俺が見た時は三人だったのに、今工藤を囲んでいるのは空缶に突っ込んだ男を含めて七人になっていた。

「それで?俺の首に幾ら懸かってるって?」

「十万だ」

「…安すぎねぇか?大体、その懸賞金は誰が出すんだ」

ジリジリと迫る輪に、工藤は気にした様子も見せず飄々と口を開く。

「ンなことてめぇが知る必要はねぇ!」

その態度が気に入らなかったのか、輪の中から一人の男が飛び出す。それを皮切りに、不良達は一斉に工藤に殴りかかった。

「っ、工藤!」

それを見た瞬間、物陰に隠れ見ていたことも忘れ俺は一歩踏み出す。
しかし、ちらりと投げられた視線に、加勢に入ろうとしていた俺はその場から動けなくなった。
変わりに、カァァッと体温が上がり、顔が火照る。

「何だよそれ…っ」

すと細められた眼差しは鋭く、ゆるく弧を描いた唇は視線が絡んだ瞬間、俺を安心させるように綻んだ。

振り上げられた拳をかわし、相打ちに持ち込む。手は出さず、相手の足を引っ掛け地面へと転がす。

工藤は不敵な笑みを浮かべたまま不良と対峙し、最後の最後は吸い込まれる様な蹴りを相手の腹へと叩き込み、空缶の山へと沈めた。

「帰ってお前等の頭に伝えろ。これ以上くだらない騒ぎを起こすならDollは容赦しない。次はお前の番だと」

足を下ろし、その場に背を向けた工藤は振り返ることなく俺に近付いてくる。簡単に敵に背を向けた工藤に俺ははらはらしたが、襲ってくる敵は一人もいなかった。

不良の転がる路地を抜け、大通りに戻ってくる。
俺の隣を歩く工藤は何事も無かったかの様に、いつもと変わらぬ調子で口を開いた。

「どうした廉?」

「…別に」

今になって何だか心配して損した様な気分になる。
それを知ってか知らずか工藤はふと頬を緩めた。

「ありがとな。助けに来てくれたんだろ?」

「っ、何で…」

「交差点で廉を見つけたからな。もしかしてと思って。違ったか?」

「…違わないけど」

工藤は俺に背を向けていた。気付く筈がない。

言葉尻を濁した俺に工藤はニィと悪戯っぽい笑みを浮かべ、右手を持ち上げる。
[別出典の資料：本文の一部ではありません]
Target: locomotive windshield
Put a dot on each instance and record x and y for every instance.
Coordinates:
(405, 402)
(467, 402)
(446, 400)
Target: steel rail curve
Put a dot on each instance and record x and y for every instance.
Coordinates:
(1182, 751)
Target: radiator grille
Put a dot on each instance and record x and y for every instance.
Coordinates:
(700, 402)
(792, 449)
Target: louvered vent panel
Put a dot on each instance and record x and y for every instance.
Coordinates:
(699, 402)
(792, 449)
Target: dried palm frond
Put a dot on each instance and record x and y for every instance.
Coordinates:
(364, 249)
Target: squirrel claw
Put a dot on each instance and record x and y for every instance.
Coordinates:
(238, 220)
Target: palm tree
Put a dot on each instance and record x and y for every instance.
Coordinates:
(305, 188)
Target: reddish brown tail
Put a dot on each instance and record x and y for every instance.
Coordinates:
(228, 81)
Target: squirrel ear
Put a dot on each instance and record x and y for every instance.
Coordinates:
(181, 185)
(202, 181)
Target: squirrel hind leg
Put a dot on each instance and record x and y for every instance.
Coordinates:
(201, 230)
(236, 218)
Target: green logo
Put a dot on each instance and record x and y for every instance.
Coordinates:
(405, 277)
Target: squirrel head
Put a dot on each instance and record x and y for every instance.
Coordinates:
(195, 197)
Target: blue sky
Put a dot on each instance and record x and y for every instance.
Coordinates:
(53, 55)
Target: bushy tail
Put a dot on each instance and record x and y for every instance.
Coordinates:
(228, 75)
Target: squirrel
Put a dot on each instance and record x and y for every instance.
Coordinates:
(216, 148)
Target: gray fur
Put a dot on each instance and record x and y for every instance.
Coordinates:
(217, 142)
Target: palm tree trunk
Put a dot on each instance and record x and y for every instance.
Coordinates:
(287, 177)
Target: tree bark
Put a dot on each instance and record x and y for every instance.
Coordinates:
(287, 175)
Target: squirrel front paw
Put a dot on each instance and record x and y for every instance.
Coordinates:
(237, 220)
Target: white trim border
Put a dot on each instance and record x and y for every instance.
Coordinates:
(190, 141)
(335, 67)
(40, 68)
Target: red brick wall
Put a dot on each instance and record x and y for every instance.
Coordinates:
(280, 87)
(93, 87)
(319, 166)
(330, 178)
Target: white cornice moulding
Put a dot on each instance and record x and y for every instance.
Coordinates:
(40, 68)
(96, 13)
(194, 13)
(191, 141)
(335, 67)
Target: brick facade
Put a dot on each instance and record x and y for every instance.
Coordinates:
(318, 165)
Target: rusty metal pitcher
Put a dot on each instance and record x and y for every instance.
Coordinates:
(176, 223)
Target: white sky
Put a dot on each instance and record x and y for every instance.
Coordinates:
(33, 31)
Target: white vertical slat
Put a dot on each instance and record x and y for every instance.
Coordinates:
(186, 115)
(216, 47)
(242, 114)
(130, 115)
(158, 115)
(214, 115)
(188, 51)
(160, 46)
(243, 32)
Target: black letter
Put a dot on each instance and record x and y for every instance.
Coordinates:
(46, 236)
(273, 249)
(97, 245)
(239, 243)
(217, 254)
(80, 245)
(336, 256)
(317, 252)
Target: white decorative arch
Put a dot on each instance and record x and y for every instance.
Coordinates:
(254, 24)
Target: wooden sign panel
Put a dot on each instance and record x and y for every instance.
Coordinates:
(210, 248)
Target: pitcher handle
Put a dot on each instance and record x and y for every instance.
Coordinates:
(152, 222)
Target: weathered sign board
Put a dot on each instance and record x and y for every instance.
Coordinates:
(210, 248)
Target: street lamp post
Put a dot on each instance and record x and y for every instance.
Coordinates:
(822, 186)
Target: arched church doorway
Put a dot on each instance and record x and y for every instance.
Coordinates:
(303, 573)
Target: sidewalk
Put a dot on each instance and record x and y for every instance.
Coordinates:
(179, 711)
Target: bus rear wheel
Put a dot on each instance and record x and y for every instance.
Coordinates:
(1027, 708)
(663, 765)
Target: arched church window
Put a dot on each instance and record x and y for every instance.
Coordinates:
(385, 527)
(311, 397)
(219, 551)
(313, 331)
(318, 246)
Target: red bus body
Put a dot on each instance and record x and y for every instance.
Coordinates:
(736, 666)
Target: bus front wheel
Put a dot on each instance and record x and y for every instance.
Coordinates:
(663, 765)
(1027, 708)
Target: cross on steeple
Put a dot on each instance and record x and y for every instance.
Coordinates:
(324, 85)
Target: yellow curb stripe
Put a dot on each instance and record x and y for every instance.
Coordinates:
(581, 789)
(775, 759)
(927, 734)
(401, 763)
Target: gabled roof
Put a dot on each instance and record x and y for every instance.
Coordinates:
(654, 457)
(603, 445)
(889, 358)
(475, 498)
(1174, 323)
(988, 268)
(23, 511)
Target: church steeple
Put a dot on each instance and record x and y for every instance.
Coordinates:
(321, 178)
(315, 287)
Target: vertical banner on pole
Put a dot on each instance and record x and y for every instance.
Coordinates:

軽く握られた右手の甲がコツリと額に当てられ、釣られて視線を上げた俺は次に言われた言葉に足を止めた。

「俺を見てただろ?」

「え?」

工藤の足も止まり、見下ろす視線と俺の目が合う。

「視線を感じて見た先にお前がいた」

「嘘…。だって工藤、振り返らなかったじゃんか」

「アイツ等につけられてるのは分かってたからな。振り返ってお前まで巻き込むのも不味いし、視界の端で確認した程度だからな」

それじゃぁ俺はわざわざ巻き込まれに行ったっていうのか?

「〜〜っ」

そう思うと何だか恥ずかしい。何やってるんだろう俺。顔が熱い…。

工藤の目から逃げるようにそっと視線を落とせば、額に触れた手が熱を持った頬に添えられる。指先がするりと輪郭をなぞり、ふっと吐息を溢した工藤は囁く様に柔らかな声音で告げた。

「俺は嬉しかったぜ。心配してくれて」

追いかけて来てくれたんだろ?

目元を淡く染めたままそろりと上げた視線の先には、からかうでもなく穏やかな眼差し、嬉しそうに表情を緩めて俺を見る工藤がいた。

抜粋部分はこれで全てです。